1. The parties will agree to attempt to negotiate in good faith.

2. If that does not work, the parties agree to mediation.

3. If that does not work, the parties agree to arbitration.

Unforeseen Costs

Unexpected damage may be discovered during the repair work.  When and if this does occur, it is important to have a procedure in place to authorize work and ensure costs are controlled.  The construction contract will detail one of two ways to pay for the unexpected work:

Unit Pricing:  A price to remove and replace each unit of “unexpected work” is agreed upon by the parties.  Examples of units are a square foot of stucco, a linear foot of lumber.  The number of damaged units is multiplied by the unit price.

Time and Materials:  The unexpected work is charged at the cost of materials plus the time to remove the damaged materials and install the new material.

To ensure that the association has control over the work, the construction contract should have a procedure in place that requires authorization by the   association.  This procedure may be:

  1. The contractor submits an estimate to the construction manager.
  2. The construction manager reviews the estimate and passes it on to the Board.
  3. The Board reviews the estimate, and if they agree that the work is necessary, will authorize the request.

At the time the construction contract is being prepared, the association needs to review the provisions for approving unexpected work, and the pricing method.  This is an area where some associations have gone way over budget.  A 20% to 30% contingency in the budget is not uncommon for major projects and should be included.

Project Finances

For many associations, repair costs are often in excess of $1 million.  Therefore, extra care needs to be taken in handling the accounting of these funds.  An Association should not assume that the money is safe because it is in a “trust account.”  The safety of the money is largely dependent on the withdrawal procedures that are set up.  The following tips may be helpful:

  • The funds should be held in a separate account and not combined in an account with other association funds.
  • Two board members should be required to sign every check.
  • Guidelines for signing the checks should be established by the board.  For example, there should be documentation such as invoices approved by the construction manager, which are then forwarded for payment.  The two board members should then review the invoice before signing the check.
  •  The funds should be kept in an account at a major financial institution.
  • It is wise to maximize interest earned from the funds, but the interest-bearing vehicle should be low risk.  Large financial institutions have commercial account, and in some instances association account advisors who can assist in placing the funds where they are safe, accessible when required and interest is optimal for a low level of risk.
  • The funds should be audited annually, and a final audit performed at the end of the major repair.  It is important to be able to precisely account for all the funds and provide a report to the association.

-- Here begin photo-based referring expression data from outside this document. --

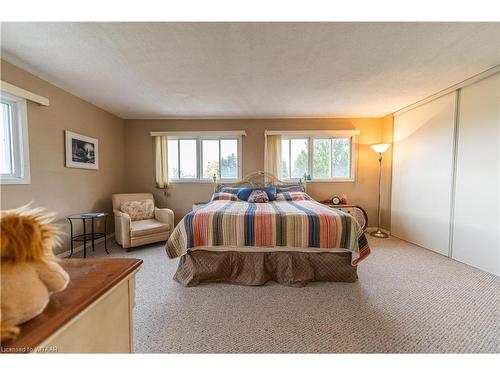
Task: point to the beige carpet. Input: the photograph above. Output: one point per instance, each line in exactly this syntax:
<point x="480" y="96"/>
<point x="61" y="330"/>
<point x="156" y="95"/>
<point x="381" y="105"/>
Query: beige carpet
<point x="407" y="299"/>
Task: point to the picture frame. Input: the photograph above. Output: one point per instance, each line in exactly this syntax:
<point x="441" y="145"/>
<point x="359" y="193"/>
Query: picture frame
<point x="81" y="151"/>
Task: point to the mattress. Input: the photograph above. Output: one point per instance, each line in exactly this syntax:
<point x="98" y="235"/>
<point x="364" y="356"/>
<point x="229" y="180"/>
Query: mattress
<point x="295" y="222"/>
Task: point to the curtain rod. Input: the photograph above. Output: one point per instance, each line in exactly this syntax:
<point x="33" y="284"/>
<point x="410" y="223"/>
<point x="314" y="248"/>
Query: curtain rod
<point x="17" y="91"/>
<point x="196" y="133"/>
<point x="312" y="132"/>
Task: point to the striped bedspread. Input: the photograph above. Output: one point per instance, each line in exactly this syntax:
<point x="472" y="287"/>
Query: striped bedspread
<point x="302" y="224"/>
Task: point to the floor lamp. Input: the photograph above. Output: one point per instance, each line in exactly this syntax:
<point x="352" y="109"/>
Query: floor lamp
<point x="380" y="148"/>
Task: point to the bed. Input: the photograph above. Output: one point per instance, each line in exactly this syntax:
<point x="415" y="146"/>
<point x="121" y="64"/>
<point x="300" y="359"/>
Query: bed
<point x="292" y="240"/>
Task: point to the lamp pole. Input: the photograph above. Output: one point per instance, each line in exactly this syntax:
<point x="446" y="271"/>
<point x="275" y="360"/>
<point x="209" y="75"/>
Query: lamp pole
<point x="379" y="148"/>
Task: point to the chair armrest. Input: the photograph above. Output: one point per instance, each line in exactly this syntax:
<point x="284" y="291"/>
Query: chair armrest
<point x="165" y="215"/>
<point x="122" y="228"/>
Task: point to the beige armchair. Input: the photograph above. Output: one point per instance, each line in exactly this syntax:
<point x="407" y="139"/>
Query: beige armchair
<point x="129" y="233"/>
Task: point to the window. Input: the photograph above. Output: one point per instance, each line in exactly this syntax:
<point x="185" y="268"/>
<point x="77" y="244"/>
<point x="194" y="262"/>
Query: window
<point x="294" y="157"/>
<point x="14" y="163"/>
<point x="323" y="157"/>
<point x="198" y="159"/>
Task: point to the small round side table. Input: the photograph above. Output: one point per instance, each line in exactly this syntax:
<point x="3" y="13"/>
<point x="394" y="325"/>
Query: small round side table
<point x="93" y="235"/>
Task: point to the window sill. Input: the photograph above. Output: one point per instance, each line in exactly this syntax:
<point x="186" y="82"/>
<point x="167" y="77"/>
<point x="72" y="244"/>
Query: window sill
<point x="15" y="181"/>
<point x="173" y="182"/>
<point x="330" y="180"/>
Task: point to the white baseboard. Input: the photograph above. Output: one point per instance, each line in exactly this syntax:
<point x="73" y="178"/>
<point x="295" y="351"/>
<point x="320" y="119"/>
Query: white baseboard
<point x="79" y="249"/>
<point x="373" y="229"/>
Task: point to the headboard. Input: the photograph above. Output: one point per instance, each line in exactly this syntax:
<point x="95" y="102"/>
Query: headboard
<point x="257" y="179"/>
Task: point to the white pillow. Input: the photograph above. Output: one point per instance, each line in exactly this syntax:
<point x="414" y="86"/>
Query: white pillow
<point x="139" y="210"/>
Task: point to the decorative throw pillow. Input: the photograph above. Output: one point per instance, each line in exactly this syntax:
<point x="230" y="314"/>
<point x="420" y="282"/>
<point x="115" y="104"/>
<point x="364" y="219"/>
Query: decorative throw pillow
<point x="289" y="188"/>
<point x="228" y="190"/>
<point x="258" y="196"/>
<point x="139" y="210"/>
<point x="224" y="197"/>
<point x="293" y="196"/>
<point x="244" y="193"/>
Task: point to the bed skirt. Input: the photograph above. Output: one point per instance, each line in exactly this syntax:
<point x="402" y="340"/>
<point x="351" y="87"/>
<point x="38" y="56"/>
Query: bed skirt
<point x="290" y="268"/>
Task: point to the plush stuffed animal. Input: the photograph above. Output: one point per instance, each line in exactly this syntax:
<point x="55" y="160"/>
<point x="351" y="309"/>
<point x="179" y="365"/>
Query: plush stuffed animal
<point x="29" y="272"/>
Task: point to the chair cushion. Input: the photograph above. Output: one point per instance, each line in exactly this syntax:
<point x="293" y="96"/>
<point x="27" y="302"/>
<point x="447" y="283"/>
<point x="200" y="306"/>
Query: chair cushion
<point x="146" y="227"/>
<point x="139" y="210"/>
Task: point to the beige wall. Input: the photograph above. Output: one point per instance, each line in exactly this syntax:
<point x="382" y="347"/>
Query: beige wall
<point x="126" y="156"/>
<point x="66" y="190"/>
<point x="386" y="137"/>
<point x="140" y="162"/>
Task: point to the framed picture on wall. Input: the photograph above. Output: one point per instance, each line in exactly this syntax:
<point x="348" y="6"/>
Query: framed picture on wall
<point x="81" y="151"/>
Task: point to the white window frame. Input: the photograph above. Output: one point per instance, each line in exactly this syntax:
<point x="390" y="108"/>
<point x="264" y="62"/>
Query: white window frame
<point x="20" y="141"/>
<point x="199" y="157"/>
<point x="321" y="134"/>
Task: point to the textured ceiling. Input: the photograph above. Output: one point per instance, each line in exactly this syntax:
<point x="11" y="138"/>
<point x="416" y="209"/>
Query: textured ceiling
<point x="252" y="70"/>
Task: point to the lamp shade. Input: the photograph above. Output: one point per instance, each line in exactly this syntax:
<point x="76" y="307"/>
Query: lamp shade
<point x="380" y="147"/>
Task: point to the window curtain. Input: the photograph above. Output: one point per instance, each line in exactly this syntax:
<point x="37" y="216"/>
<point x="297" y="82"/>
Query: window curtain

Major Construction Project: Who’s Who

Typically, winter is the time many associations plan for a major construction project to begin in the spring.  These steps may include, among other things: hiring a construction manager; developing a clearly defined scope of repair; creating a realistic budget for the project; determining how the association will finance the project; obtaining contractor bids and hiring a qualified contractor; and conducting an information meeting with the homeowners.  For many associations, a major repair project will be individual members’ first encounter with a construction project.  The following are the key participants in a major repair project: 

Architect:  Responsible for design work, preparing the scope of work and plans, and bidding documents.

General Contractor:  Provides the materials, labor, and other resources to perform the repairs.

Construction Manager:  Acts as the owner’s agent and coordinates design and construction issues with the architect and general contractor.  Controls the scope of work, considers optimum use of funds throughout the project, offers assistance in avoiding delays, changes, disputes, and cost over-runs, communicates directly with owners, and documents compliance with project specifications.